Die Regierung hat nun Maßnahmen angekündigt, um den Absturz der Lira zu stoppen. Wie Staatschef Erdoğan Montagabend mitteilte, sollen die Ersparnisse der Türken per Staatsgarantie vor Wechselkursverlusten geschützt werden. „Kein Bürger muss von nun an seine Einlagen in ausländische Währungen tauschen“, sagte Erdoğan.

Man werde zudem Exportunternehmen ermöglichen, sich gegen Wechselkursrisiken abzusichern, und einen Steuerfreibetrag für Beamte und Mindestlohnempfänger einführen. Der Staat werde mehr zum Rentensystem beitragen und verzichte bei Dividendenzahlungen auf einen Teil der Steuer, berichtete das Handelsblatt.

Druck auf Notenbank

Ökonomen zufolge ist die Krise hausgemacht. Als Hauptverursacher gilt Erdoğans rigide Tiefzinspolitik in Kombination mit einem Glaubwürdigkeitsverlust der Notenbank.

Erdoğan begründet sein Beharren auf niedrige Zinsen gerne mit dem Zinsverbot im Koran und sagt, dass dadurch die Inflation sinke – was in den Worten eines Welt-Kommentators „jedem Ökonomiestudenten im ersten Semester die Haare zu Berge stehen lässt“. In erster Linie kurbelten niedrige Zinsen die Wirtschaft an – was Erdoğan bei Wahlen helfe.

Dem Staatschef folgend hat die Notenbank in den vergangenen Jahren immer wieder die Leitzinsen gesenkt, was stets zu mehr Inflation und einem einbrechenden Wechselkurs führte. Mehrmals entließ Erdoğan ranghohe Notenbanker, die sich seinem Kurs widersetzten.

Die Lira reagierte auf Erdoğans Ankündigungen mit starken Kursgewinnen (siehe Infobox unter diesem Absatz). Wie nachhaltig die Entwicklung ist, ist laut Experten offen. An den grundlegenden Problemen, einer hohen Inflation bei fallenden Zinsen, ändere sich nichts. Zudem würden die Wechselkursrisiken zwar dem Privatsektor genommen, dafür aber dem Staat aufgebürdet.

„Das Experiment bleibt spannend“, sagten Analysten der Dekabank der dpa. „Erdoğan hat bereits weitere Zinssenkungen eingefordert.“

Präsident Erdoğan verfolgt eine Tiefzinspolitik, die Inflation und Währungsverfall antreibt. Zuletzt tauschten immer mehr Türken Sparguthaben aus Angst vor Wertverlusten in Euro oder Dollar um, was die Lira zusätzlich schwächte.

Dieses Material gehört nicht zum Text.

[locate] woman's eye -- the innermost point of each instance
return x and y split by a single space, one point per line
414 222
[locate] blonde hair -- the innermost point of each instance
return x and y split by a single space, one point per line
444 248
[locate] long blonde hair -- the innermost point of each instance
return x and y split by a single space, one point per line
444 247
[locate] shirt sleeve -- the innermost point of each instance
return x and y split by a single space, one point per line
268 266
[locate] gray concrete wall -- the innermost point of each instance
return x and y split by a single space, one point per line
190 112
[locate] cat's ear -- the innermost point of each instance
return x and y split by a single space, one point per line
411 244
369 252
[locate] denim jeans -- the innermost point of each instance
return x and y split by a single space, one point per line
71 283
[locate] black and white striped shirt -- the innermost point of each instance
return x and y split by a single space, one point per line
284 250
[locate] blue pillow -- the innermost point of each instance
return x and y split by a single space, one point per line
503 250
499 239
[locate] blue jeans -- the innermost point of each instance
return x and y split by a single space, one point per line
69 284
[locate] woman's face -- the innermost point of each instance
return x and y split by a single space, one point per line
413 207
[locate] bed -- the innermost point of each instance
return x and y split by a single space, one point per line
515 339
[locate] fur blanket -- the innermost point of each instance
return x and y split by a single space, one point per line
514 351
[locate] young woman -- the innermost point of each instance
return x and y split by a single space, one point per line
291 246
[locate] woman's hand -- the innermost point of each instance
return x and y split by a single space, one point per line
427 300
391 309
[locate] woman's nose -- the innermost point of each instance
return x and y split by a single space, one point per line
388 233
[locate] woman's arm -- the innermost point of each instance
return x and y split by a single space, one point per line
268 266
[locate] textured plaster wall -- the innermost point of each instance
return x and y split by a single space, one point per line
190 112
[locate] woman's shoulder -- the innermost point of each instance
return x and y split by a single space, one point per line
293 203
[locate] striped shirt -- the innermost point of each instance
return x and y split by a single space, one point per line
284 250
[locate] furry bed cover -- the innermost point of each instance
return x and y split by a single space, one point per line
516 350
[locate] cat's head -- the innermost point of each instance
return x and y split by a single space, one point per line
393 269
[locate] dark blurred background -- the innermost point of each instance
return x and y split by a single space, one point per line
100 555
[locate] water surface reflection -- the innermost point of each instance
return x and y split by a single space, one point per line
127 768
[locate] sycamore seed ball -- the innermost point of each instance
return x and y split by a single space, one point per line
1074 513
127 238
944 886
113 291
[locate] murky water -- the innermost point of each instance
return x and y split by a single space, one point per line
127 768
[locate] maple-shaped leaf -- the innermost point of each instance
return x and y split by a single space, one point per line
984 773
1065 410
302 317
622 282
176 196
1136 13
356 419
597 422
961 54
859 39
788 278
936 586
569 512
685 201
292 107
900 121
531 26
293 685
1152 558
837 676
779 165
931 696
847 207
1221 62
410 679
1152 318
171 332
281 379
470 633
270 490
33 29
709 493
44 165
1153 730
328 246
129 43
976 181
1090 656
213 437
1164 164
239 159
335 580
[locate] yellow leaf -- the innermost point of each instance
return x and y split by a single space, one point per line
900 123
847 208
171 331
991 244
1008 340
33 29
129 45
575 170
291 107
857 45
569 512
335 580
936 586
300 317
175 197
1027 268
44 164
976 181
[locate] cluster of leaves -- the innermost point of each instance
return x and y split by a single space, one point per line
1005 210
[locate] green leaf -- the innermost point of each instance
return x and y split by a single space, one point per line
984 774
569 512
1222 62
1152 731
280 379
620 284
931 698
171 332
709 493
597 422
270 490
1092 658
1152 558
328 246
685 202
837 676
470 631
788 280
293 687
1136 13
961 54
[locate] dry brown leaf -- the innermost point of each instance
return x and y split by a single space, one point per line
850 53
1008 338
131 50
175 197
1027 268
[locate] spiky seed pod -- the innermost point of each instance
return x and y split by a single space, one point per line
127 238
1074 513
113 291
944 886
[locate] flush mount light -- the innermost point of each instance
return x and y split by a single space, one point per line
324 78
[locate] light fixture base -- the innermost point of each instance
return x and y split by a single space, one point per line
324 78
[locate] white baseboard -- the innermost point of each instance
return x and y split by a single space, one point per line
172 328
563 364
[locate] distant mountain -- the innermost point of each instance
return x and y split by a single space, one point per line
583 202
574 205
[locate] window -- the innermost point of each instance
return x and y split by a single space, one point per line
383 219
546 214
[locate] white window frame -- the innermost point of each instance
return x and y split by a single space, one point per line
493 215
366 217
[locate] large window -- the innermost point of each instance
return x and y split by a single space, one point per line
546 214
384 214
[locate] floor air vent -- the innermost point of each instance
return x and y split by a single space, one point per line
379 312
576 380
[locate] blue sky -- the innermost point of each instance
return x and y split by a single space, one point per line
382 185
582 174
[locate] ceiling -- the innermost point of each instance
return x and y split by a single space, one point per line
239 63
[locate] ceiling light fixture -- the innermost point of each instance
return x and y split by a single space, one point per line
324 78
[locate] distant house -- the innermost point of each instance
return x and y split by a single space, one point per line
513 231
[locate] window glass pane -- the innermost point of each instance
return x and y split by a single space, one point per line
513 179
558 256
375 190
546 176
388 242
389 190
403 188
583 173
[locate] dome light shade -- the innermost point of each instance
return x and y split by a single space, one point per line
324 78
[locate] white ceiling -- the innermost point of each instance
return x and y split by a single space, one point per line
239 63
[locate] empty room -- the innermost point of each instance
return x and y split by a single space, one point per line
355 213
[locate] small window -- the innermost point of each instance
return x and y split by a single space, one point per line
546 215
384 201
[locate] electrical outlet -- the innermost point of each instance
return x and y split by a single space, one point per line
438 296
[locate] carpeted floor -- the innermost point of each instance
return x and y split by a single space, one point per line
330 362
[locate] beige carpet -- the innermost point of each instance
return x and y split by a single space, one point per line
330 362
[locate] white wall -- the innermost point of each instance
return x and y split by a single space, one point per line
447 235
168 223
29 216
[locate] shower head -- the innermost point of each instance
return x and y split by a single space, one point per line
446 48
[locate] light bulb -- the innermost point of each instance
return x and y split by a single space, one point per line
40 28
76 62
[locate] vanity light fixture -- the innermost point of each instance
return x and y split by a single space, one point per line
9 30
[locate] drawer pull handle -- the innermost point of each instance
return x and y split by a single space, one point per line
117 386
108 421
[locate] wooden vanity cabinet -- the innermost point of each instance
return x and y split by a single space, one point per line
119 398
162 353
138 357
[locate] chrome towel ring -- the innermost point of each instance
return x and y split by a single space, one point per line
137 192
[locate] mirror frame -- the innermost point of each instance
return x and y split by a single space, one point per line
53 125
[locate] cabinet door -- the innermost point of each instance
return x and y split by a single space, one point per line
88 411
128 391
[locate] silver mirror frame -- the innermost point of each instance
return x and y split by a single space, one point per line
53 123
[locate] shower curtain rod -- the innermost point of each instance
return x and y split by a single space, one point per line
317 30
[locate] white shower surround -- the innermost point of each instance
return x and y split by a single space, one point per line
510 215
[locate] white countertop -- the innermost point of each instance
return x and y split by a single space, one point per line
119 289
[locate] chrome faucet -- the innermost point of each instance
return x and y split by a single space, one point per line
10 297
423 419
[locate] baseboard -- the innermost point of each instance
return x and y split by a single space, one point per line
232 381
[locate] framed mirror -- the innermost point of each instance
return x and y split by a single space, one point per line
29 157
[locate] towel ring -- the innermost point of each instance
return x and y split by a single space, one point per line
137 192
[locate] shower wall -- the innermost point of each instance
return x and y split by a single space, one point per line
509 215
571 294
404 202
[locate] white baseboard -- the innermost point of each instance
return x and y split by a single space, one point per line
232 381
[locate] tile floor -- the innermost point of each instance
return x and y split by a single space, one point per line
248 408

Die Inflation stieg im vergangenen Jahr offiziell um 21 Prozent (Stand November). Die Lira büßte im laufenden Jahr die Hälfte ihres Wertes ein.

Ein Dollar war am Montag erstmals 18 Dollar wert - bevor Staatschef Erdoğan Maßnahmen zur Eindämmung des Wertverlusts präsentierte. Dienstagmittag waren es dann 13,60 Lira – ein Kurssprung von rund 30 Prozent zum Vortag.